For developed countries, waste which used to be a source of revenue has now become a heavy economic burden. As Southeast Asian countries also shut the door to waste imports, the system of waste transfer is indeed crashing. Managing trash is essentially too expensive, and with transferring the much easier solution available, there is simply no incentive for a more sustainable recycling system and for measures to reduce waste in the first place.

The ship Anna Maersk is docked at Roberts Bank port in Vancouver, British Columbia, Canada carrying 69 containers of mostly paper and plastic waste rejected and returned by the Philippines, June 29, 2019. /VCG Photo

The ship Anna Maersk is docked at Roberts Bank port in Vancouver, British Columbia, Canada carrying 69 containers of mostly paper and plastic waste rejected and returned by the Philippines, June 29, 2019. /VCG Photo

According to a report by a British consulting firm Verisk Maple croft, on average, an American produces three times of waste in a year of a Chinese and seven times that of an Ethiopian. But its recycling rate is just 35 percent, reaching only half of Germany's 68 percent rate. In fact, America is the only industrialized country which produces more than it recycles. The country has become the top waste producer in the world.

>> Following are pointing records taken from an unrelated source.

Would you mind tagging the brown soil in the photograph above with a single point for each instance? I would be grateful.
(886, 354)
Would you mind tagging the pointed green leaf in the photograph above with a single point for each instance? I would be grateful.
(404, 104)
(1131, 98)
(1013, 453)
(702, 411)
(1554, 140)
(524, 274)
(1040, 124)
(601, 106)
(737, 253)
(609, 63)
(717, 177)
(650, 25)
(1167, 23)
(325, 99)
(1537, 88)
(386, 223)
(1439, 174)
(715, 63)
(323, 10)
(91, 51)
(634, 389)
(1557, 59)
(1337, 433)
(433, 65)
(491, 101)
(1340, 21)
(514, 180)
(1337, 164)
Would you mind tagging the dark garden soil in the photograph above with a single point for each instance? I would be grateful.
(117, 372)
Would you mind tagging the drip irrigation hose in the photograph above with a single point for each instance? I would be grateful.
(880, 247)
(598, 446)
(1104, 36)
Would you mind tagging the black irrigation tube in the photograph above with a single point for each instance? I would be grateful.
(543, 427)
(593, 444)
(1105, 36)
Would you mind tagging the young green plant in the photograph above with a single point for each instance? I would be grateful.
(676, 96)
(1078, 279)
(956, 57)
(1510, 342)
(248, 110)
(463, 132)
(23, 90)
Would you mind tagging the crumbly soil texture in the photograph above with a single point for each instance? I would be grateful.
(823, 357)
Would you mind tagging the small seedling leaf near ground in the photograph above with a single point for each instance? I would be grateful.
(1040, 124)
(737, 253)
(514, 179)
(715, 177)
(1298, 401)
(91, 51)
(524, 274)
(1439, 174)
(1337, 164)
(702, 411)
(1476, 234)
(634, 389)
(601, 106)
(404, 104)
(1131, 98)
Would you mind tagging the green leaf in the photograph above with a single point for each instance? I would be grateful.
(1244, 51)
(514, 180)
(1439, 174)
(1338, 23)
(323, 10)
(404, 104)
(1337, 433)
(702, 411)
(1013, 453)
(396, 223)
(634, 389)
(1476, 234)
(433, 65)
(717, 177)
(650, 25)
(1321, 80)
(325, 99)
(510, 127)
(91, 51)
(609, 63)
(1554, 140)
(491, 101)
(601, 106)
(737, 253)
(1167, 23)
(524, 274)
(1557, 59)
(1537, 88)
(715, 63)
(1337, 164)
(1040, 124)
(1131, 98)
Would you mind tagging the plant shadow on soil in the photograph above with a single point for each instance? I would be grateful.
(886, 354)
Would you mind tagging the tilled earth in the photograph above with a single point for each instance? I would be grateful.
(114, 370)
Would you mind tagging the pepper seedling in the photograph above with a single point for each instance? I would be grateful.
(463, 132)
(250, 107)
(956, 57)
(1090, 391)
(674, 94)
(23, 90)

Of all the 2.1 billion tons of municipal solid waste generated every year globally, only 16 percent is recycled. 

Plastic waste pollution is more serious: of all the 8 billion tons of plastic waste we have produced, only nine percent is recycled; the rest is either buried or dumped in the ocean. 

In a way, China’s waste ban has truly been an alarm call to the world: that simply transferring waste is no longer an option. Countries either have to keep up with the Germans for a much higher recycling rate or they have to consider more effective measures to reduce waste from the beginning. Now they have to realize their waste is essentially not in China's backyard.